Granted the government is not the most objective source, but many of their research grants go to universities and other research institutions, which have a hell of a lot more scientific integrity than oil companies. Ideally scientists would decide where funding goes for the sake of science itself, however consumerism dictates that this is not the case.

Your suggestion to end funding to science would basically cease the advancement of human society.

Good for you :slight_smile: I’m aware that many people of every demographic are environmentally conscious (whether it’s for political or economic or scientific reasons), and my point is not that people should be forced by the government to conserve. Certainly regulations should be in place to ensure businesses conserve (it is of course more profitable to vent emissions into the atmosphere and dump waste in the rivers and oceans, and business is about profit), but on a national level recycling and conservation efforts should be available everywhere.

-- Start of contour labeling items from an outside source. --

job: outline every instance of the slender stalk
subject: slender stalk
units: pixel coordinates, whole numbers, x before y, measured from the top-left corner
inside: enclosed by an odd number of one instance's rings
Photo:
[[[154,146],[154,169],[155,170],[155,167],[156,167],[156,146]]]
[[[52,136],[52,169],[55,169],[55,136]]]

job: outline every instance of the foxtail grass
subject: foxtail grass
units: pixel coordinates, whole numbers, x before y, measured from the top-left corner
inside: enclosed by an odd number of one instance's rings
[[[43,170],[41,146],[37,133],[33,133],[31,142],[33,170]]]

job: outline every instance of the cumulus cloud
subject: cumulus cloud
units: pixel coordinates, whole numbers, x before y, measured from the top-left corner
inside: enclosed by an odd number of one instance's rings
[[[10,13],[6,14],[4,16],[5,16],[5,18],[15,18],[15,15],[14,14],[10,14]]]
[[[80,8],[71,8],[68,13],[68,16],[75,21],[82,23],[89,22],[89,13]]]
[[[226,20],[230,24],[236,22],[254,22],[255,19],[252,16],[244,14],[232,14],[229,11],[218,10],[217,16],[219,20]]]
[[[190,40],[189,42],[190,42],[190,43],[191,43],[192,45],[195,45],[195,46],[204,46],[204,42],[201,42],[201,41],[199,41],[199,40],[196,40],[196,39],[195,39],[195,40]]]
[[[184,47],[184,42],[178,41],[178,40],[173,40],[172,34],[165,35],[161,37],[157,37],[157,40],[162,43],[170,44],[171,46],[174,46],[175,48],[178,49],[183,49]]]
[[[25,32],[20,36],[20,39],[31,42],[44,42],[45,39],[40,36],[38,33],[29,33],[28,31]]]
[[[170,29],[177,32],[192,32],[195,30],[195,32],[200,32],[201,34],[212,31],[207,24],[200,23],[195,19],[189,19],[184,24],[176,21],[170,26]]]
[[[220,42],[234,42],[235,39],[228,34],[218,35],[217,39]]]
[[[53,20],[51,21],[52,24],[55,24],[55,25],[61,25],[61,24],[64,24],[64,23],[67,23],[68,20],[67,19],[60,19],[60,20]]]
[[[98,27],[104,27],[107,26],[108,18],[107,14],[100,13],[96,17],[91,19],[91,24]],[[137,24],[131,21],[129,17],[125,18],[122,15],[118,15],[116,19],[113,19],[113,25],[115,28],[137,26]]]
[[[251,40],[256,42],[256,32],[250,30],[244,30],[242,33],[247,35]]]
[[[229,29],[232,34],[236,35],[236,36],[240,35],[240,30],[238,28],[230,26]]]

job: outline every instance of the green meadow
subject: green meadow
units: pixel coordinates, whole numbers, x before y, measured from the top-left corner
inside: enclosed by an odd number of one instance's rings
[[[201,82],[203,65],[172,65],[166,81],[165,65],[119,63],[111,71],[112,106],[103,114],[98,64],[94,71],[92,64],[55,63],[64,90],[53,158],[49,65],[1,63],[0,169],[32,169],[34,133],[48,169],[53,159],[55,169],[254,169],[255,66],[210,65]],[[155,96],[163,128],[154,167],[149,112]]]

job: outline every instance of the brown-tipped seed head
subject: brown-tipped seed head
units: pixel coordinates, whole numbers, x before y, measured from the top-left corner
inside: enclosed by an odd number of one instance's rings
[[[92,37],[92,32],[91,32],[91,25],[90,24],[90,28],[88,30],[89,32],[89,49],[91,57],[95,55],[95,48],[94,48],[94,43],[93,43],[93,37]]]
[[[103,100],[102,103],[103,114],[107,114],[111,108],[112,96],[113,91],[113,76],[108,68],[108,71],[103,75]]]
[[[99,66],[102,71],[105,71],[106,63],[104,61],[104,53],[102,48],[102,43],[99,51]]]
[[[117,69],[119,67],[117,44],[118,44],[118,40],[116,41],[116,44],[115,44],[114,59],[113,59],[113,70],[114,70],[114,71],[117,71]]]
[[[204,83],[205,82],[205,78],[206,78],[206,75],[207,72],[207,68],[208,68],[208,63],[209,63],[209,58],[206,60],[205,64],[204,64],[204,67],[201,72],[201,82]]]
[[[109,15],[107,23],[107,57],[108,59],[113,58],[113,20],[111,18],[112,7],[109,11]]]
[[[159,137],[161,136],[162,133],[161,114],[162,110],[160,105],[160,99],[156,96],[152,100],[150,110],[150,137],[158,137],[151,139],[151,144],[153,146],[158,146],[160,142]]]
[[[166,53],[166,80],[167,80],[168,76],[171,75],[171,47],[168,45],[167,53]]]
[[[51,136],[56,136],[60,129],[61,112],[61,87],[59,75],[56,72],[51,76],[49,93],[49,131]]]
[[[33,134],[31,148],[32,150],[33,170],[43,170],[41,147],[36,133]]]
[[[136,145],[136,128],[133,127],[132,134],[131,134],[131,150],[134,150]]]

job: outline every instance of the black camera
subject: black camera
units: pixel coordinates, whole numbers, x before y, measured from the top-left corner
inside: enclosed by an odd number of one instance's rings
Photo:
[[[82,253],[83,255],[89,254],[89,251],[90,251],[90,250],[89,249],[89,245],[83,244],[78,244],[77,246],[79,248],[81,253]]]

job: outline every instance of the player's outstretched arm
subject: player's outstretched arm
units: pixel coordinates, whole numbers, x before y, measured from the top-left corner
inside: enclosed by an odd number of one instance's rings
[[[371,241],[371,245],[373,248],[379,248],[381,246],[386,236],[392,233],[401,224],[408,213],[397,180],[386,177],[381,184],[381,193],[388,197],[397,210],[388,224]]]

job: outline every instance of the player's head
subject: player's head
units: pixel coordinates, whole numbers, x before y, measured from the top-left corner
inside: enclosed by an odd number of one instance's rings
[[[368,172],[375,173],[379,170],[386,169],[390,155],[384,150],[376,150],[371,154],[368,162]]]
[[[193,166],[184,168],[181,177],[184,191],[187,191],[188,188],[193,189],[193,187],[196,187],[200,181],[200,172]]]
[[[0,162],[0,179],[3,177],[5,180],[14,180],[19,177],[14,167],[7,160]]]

There is indeed controversy over the truth of global warming, and completely contradictory discrepancies between studies. Although there is a consensus that global warming is happening on some level (and even that global temperatures are, in fact, rising, there are also many studies claiming exactly the opposite:

Global Cooling is Here | Global Research

Though I am more inclined to believe NASA than most of the freelance studies (like I said, many of which are funded by big oil, although not all, such as the above), in truth it doesn’t affect the issue at all whether global warming is true or not. Regardless of the Earth’s temperature, there is a 100% consensus that we are polluting this planet rapidly, and consuming irreplaceable resources such as forests and fossil fuels at a truly alarming rate. We are changing the environment of this planet, and not for the better. Sustaining outlandish consumerism is no justification for the irreparable damage being done to this planet.

Remember the Beijing olympics? Turns out that their efforts to reduce pollution, by cutting traffic in half, actually made a substantial difference. It is, in fact, up to us to reduce pollution (the US being one of the extravagantly wasteful countries across the board). If not for global warming, for future generations. If not for your children’s children’s children (who will surely carry a burden), then for the Earth’s sake alone. I see no other reasons to disregard the environment altogether than profits and laziness.

All the more reason to have science in the name of science, independent from government or business. However might I point out that the study I am citing has been taking measurements since the 1950’s from the top of Mauna Lua Observatory in Hawaii, 11,135 feet above sea level. Measurements are of concentrations of carbon dioxide in air that has blown across the entire pacific ocean (this has nothing to do with heat, the chemical composition of the air would remain the same even if taken in the hot sun).


#19

Wow…and you’re still alive? That is impressive.


#20

[quote=“Robert_Clay, post:19, topic:39418”]
Wow…and you’re still alive? That is impressive.
[/quote]Just doing my part to save the earth, but nowadays I crave brains something fierce.